My second mistake was not reaching over to the plate of ham and yarding a chunk onto my plate. Instead, I asked “Why.” She folded her arms under her breasts. “To prove that you are not a Jewish vegetarian.” That opened the Mr. Smarty Pants valves in my head, and things went south from there.
I began by confessing that, if eating pork was the measure, I was neither Jewish or Muslim by religion, nor a vegetarian, the latter being somewhat obvious by the volume of turkey I had recently downed, and the former by the fact that I was a lifelong Spam addict and a guy who always ordered a sausage patty with a restaurant breakfast. I should’ve left things there but couldn’t.
I mentioned that the fellow whose birthday we were celebrating was a Jew and that there was little scriptural evidence that he ever ate ham or would if he were with us today. In his day, according to various Biblical sources, a critter with cloven hooves that didn’t chew a cud was considered unclean to both Jews and Muslims. Pigs were runty scavengers. The reason that folks rolled the fabled rock in front of Jesus’ tomb was to prevent wild boars from eating the body.
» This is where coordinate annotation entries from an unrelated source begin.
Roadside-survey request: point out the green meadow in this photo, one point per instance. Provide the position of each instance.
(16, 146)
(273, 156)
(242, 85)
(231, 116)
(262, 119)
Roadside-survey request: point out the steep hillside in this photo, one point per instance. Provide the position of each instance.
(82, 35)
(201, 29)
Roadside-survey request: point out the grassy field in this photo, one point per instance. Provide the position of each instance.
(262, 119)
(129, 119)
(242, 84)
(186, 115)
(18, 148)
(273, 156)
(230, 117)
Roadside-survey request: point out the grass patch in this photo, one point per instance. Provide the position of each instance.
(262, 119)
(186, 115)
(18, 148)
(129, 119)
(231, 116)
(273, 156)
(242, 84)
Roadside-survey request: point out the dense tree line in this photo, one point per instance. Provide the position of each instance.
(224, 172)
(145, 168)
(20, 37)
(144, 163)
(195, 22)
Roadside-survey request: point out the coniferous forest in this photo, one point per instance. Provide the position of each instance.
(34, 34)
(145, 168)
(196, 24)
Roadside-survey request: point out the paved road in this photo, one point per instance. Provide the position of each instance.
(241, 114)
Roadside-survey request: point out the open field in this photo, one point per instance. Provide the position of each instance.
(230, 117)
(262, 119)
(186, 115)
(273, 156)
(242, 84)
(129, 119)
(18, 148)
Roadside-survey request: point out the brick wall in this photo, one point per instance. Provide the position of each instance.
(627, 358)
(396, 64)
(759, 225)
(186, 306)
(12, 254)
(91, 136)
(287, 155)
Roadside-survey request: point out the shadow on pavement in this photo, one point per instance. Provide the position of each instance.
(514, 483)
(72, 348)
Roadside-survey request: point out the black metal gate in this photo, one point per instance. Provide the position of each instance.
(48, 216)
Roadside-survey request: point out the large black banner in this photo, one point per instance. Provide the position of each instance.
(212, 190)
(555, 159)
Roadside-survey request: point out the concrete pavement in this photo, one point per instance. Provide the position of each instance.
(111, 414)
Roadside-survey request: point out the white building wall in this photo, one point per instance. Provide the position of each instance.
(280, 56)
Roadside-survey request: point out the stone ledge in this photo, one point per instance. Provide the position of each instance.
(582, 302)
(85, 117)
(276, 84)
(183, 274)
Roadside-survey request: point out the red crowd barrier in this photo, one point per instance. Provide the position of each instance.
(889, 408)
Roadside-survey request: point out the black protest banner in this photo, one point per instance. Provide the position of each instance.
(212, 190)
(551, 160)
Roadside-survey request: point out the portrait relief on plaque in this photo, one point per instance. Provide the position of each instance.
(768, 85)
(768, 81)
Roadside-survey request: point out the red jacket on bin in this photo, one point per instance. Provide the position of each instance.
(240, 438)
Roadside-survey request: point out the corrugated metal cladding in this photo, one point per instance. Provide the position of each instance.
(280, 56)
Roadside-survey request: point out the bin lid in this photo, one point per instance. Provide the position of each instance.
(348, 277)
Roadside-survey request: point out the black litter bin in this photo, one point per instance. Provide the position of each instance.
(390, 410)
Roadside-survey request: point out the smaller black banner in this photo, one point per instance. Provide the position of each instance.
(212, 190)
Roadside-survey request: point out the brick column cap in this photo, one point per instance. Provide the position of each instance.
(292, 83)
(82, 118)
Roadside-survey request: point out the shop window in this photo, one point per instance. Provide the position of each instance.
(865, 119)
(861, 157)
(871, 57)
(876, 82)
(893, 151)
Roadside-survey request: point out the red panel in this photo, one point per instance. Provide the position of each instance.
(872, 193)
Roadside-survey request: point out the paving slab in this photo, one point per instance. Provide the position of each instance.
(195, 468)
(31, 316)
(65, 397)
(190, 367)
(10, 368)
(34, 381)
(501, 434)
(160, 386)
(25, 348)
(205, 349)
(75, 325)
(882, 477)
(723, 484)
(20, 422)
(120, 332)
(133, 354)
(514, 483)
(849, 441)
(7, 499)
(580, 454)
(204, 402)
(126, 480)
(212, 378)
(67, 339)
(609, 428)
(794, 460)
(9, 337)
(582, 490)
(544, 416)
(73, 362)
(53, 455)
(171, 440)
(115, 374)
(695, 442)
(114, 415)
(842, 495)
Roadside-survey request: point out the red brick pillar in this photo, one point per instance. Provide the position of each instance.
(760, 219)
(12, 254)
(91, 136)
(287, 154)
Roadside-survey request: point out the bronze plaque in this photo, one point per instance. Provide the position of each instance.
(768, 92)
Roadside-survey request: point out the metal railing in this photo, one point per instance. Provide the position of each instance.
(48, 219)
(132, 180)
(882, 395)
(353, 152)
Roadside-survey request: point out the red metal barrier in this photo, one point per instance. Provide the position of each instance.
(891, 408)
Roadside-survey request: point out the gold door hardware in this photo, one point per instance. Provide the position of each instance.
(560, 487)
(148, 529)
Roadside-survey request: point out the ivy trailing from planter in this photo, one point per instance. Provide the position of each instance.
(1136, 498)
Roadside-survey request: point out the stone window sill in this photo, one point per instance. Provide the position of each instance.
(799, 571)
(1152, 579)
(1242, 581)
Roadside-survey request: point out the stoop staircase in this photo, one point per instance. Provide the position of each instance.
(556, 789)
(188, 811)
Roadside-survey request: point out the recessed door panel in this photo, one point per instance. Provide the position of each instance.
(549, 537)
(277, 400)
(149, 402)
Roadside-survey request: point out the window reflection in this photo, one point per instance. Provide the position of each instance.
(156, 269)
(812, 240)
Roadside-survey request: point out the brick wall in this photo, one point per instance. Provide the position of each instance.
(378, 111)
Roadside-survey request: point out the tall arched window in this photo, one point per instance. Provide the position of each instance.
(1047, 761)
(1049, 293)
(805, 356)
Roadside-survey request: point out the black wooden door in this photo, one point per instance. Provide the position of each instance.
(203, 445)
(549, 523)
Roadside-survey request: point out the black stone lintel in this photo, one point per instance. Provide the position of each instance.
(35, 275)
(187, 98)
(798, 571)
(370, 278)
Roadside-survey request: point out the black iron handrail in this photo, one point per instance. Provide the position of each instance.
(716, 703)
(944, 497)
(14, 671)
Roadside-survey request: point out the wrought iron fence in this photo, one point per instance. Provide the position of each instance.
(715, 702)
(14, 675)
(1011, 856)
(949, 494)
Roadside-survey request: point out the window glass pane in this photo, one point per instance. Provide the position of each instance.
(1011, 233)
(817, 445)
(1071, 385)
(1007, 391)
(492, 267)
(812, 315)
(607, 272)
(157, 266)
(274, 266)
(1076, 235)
I couldn’t quote chapter and verse, but she probably could.
That I was raised by a Mom who was a pretty devout Baptist and a railroading Dad who was seldom home on Sunday, that we ate ham year round because we raised pigs. and that the last time I had spent much time in a church was when I delivered the Easter Sunrise sermon as a hungover teenager to a Methodist youth group in Alliance, Nebraska. And, by the way, was she equating Jews with the unbelievers whom she accused of trying to steal her freedoms?
Bill just sat there. Billie Jean glared. Lucky for me, Daisy picked up the vibes at the table and provided me an exit cue by writhing and squalling as though attacked by a boogyman. I excused myself from the table, thanked them both for feeding me, and walked back to my big pink bunkhouse, happy to spend the rest of the day with my dogs.